EE.UU. deporta a miles de migrantes, pero México niega ser «tercer país seguro» y Costa Rica los deja en un vacío legal. Descubre por qué te importa
Una política de deportación de Estados Unidos ha creado una crisis secundaria, dejando a miles de migrantes, incluidos niños, atrapados en un limbo humanitario y legal en México y Costa Rica, sin un camino claro hacia adelante ni hacia atrás.

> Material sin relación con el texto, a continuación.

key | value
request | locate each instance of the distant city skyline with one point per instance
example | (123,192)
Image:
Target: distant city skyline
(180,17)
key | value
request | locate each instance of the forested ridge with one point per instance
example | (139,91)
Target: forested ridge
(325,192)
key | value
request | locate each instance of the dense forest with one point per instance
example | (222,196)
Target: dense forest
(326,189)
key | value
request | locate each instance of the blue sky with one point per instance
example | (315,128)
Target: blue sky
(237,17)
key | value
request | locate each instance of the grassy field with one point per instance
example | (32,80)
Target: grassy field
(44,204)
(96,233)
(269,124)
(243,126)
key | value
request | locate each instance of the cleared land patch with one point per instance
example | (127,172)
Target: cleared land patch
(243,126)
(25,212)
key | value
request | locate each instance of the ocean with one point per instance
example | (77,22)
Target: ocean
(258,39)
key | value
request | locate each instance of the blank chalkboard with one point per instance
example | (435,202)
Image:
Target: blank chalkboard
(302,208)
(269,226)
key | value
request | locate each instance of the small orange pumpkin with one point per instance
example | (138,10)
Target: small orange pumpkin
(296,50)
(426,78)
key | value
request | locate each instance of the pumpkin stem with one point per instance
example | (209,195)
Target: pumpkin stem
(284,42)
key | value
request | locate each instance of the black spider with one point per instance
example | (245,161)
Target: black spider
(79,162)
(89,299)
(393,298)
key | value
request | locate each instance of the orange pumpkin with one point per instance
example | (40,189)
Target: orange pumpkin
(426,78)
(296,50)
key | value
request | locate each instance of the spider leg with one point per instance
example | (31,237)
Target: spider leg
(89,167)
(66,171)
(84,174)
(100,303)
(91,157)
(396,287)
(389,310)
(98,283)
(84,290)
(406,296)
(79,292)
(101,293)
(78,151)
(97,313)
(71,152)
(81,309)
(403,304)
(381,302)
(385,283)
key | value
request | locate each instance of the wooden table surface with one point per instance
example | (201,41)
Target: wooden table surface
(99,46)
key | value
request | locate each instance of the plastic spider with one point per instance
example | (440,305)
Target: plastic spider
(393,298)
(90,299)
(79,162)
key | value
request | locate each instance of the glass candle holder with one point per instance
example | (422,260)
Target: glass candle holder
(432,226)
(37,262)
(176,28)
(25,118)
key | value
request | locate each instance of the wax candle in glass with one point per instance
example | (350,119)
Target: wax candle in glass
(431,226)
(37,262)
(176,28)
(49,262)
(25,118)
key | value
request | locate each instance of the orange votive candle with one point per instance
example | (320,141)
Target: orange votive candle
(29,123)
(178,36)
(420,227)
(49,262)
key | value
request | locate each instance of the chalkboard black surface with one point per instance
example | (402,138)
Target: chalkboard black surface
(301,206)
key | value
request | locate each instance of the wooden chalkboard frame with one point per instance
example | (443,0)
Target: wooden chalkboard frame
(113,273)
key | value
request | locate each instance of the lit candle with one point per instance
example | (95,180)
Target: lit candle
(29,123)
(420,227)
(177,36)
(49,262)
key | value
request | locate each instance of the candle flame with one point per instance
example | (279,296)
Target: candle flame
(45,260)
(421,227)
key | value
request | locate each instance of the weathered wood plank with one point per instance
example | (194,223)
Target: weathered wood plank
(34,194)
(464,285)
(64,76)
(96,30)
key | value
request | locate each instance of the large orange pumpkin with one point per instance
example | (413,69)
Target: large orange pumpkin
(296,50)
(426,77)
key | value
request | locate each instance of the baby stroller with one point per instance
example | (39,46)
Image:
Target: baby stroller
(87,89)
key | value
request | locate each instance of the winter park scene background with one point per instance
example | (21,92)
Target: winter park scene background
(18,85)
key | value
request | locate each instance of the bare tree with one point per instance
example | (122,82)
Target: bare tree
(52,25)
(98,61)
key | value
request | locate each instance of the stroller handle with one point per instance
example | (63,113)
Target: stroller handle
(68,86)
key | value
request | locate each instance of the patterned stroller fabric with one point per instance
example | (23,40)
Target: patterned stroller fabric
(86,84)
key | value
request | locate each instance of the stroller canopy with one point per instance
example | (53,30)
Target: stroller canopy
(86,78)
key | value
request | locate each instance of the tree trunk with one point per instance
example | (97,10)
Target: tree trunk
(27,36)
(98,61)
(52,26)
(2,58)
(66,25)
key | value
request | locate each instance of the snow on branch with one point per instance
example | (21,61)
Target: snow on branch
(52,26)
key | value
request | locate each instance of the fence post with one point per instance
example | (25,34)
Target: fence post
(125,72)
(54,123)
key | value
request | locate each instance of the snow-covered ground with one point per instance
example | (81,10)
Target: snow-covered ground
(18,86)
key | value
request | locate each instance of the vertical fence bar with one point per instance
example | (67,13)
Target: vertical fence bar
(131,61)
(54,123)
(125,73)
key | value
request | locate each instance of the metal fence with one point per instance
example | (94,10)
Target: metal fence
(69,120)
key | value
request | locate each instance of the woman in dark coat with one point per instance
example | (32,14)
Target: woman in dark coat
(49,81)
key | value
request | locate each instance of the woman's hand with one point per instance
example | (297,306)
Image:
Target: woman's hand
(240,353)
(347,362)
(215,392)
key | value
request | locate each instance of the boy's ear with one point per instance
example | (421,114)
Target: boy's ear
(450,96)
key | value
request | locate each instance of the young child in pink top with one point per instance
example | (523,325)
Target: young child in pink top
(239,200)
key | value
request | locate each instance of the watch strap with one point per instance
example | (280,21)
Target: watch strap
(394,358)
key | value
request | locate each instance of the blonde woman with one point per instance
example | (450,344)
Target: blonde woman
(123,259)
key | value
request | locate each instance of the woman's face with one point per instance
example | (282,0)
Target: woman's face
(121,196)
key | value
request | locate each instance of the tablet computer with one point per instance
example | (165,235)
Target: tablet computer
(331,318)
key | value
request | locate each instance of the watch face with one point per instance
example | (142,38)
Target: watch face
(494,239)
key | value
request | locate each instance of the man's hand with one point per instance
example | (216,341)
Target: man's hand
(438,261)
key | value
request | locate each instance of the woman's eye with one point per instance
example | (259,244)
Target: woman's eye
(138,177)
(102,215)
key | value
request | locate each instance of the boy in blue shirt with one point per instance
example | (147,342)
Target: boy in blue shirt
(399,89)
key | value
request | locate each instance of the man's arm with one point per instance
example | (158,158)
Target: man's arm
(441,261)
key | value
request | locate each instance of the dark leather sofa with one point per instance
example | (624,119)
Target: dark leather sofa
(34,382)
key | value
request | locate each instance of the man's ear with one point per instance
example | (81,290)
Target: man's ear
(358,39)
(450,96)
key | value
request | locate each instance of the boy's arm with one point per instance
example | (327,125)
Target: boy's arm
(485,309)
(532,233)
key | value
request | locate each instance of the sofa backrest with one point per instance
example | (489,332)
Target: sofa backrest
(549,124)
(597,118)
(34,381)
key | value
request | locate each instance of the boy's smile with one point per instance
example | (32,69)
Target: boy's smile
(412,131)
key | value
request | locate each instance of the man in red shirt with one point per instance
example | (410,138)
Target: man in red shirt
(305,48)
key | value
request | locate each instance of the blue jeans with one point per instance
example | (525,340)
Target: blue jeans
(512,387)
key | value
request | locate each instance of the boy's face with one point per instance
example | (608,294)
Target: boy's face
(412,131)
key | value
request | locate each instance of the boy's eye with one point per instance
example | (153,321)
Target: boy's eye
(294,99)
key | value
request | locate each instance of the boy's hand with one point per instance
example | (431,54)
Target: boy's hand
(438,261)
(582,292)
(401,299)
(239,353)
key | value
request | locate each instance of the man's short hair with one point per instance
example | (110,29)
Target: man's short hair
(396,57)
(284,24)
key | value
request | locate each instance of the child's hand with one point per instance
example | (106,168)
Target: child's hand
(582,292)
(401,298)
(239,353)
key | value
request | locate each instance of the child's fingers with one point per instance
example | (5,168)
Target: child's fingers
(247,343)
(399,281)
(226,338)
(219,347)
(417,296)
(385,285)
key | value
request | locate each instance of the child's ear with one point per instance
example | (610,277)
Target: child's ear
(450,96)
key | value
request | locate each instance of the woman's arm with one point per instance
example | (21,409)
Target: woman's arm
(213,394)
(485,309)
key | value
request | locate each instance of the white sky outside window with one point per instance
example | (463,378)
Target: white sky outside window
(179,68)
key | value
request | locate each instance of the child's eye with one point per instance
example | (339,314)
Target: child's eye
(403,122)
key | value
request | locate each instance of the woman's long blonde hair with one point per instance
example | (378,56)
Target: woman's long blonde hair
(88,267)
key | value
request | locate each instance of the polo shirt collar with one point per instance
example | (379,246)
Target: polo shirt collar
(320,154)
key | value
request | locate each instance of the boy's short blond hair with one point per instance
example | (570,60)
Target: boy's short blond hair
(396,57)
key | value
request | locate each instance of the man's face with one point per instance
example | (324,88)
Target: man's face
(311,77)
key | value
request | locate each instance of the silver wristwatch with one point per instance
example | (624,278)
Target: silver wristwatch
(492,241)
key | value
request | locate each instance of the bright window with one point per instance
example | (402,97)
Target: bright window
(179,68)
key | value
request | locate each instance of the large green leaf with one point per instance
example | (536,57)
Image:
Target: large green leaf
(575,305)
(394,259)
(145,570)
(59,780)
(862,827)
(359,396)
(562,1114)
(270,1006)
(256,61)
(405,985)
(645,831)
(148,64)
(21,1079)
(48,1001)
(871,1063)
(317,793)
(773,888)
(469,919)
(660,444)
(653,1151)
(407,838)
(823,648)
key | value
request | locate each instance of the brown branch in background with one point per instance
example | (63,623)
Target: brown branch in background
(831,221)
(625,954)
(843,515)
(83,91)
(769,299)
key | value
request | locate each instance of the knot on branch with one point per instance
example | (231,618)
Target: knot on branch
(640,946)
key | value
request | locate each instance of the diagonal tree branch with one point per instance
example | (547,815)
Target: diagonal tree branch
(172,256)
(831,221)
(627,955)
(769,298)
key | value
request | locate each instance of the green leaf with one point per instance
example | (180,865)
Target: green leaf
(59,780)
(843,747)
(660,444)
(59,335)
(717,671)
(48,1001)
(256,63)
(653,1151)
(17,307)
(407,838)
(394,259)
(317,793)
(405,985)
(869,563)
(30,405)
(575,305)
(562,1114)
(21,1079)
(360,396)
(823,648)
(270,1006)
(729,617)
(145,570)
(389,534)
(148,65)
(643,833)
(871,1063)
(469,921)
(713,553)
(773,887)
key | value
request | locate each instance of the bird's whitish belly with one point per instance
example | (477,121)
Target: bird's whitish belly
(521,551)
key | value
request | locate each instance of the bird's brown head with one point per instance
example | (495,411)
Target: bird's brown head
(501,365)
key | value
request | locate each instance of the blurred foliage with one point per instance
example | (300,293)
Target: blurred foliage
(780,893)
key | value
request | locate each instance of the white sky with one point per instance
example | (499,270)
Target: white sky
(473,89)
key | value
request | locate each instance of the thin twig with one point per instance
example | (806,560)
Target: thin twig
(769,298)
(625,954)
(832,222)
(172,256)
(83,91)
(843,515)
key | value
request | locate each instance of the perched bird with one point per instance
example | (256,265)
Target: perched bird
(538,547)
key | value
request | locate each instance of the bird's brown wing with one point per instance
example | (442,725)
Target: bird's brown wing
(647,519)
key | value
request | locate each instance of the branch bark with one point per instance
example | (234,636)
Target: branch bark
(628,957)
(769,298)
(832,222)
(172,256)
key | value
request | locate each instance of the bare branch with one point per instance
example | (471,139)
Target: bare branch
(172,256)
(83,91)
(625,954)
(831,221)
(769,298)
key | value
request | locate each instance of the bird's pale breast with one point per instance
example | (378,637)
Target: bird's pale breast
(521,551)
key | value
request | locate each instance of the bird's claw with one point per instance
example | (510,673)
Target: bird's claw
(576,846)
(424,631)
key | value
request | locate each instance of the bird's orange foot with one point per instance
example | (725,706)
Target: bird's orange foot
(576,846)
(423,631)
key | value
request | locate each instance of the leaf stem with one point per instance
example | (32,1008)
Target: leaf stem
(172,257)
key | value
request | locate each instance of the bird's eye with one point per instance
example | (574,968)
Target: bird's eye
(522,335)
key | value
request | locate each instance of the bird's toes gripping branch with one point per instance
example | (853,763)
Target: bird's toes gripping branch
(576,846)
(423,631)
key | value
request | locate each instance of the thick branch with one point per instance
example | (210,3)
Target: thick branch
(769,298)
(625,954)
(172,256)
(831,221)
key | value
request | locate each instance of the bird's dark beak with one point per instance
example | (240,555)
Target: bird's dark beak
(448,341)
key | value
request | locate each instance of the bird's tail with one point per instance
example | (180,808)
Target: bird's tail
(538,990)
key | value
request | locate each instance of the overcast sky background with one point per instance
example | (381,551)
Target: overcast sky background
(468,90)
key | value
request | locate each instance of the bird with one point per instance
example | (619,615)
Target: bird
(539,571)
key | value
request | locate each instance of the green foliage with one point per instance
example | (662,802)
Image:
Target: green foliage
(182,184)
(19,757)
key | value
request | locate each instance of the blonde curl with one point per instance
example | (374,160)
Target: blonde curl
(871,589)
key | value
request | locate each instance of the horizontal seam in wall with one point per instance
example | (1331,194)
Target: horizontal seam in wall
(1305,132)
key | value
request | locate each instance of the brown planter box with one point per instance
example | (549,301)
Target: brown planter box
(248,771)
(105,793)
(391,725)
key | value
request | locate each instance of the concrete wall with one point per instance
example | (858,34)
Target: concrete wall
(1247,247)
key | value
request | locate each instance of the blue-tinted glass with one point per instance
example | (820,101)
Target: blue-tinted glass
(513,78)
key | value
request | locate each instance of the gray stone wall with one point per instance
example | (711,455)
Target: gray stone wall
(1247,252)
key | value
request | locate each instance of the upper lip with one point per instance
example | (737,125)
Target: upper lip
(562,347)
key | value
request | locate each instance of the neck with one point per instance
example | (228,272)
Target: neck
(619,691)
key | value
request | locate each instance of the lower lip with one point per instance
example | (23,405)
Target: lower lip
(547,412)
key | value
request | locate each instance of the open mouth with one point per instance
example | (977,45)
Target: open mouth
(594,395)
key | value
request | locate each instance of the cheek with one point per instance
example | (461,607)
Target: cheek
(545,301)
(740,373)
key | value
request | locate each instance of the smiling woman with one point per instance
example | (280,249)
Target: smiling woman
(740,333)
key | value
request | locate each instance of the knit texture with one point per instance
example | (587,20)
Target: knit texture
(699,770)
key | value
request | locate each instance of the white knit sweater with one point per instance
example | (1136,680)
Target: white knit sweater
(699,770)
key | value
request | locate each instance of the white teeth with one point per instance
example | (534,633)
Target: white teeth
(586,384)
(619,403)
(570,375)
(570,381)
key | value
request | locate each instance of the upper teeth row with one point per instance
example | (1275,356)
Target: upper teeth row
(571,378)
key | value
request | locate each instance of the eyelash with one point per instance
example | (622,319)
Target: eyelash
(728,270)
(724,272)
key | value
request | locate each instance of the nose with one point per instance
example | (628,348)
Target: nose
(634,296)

La estrategia migratoria de Estados Unidos bajo la administración Trump ha generado una onda expansiva de consecuencias humanas y políticas a lo largo de América Latina. Con más de 65,000 migrantes deportados a México, la región enfrenta una crisis secundaria marcada por la incertidumbre legal y el sufrimiento humano, una situación que se replica de forma dramática en Costa Rica. Mientras los gobiernos intercambian declaraciones, miles de familias, muchas con niños, quedan atrapadas en un limbo desgarrador.
La tensión política es palpable. La presidenta de México, Claudia Sheinbaum, ha negado categóricamente que su gobierno haya aceptado formalmente convertirse en un «tercer país seguro», aclarando que no existe ningún acuerdo firmado en ese sentido. Esta postura crea un choque directo con la política estadounidense, que en la práctica externaliza su crisis fronteriza, transfiriendo la responsabilidad a naciones con menos recursos para gestionarla.
El resultado no es una solución, sino un desplazamiento del problema, creando nuevos focos de crisis humanitaria.
El agujero negro legal de Costa Rica
La situación en Costa Rica es un microcosmos de este caos legal. La justicia del país ha ordenado la liberación de migrantes que fueron deportados desde Estados Unidos, pero simultáneamente ha dado a las autoridades migratorias un plazo de 15 días para definir su estatus legal. En la práctica, esto significa liberar a personas en una sociedad donde no tienen permiso de trabajo, acceso a servicios básicos ni un camino claro para regularizar su situación.
Las consecuencias de este vacío son devastadoras. Un informe de Human Rights Watch detalla las condiciones inhumanas que enfrentan estas personas incluso antes de ser expulsadas. Muchos, incluidos 81 niños, fueron detenidos en celdas fronterizas en Estados Unidos en condiciones descritas como «notoriamente abusivas»: hacinamiento, frío extremo, luces encendidas 24 horas al día y acceso limitado a duchas.
«Me encadenaron con las muñecas esposadas a la cintura y me pusieron grilletes en las piernas. Fue muy angustiante para los niños ver a sus padres esposados… Me sentí impotente. Me sentí como un criminal». – Baseem P., un hombre de 30 años de Afganistán deportado a Costa Rica, según Human Rights Watch.
La promesa rota y el costo humano
Esta experiencia traumática es solo el preludio del abandono que sienten al llegar a su nuevo destino. Los migrantes atrapados en Costa Rica expresan una profunda frustración, citando promesas rotas por parte del gobierno. No pueden regresar a sus países de origen, a menudo huyendo de la violencia o la persecución, pero tampoco pueden construir una vida en el país al que han sido enviados.
La narrativa de esta crisis se define por el crudo contraste entre las frías maniobras geopolíticas y las historias humanas de desesperación. Familias que presenciaron cadáveres en su travesía por la selva ahora enfrentan un futuro incierto en un país desconocido. Mujeres como Marwa, una musulmana que huyó de la opresión, ahora temen por el futuro de sus hijas en este limbo, luchando por no ser devueltas a un destino que consideran peor que la incertidumbre.
La política de deportación, presentada como una medida de control fronterizo, revela una profunda contradicción. Mientras la legislación estadounidense garantiza el derecho a solicitar asilo, la realidad en el terreno es una de crueldad, negación del debido proceso y, en última instancia, la creación de una crisis humanitaria que se extiende mucho más allá de sus fronteras.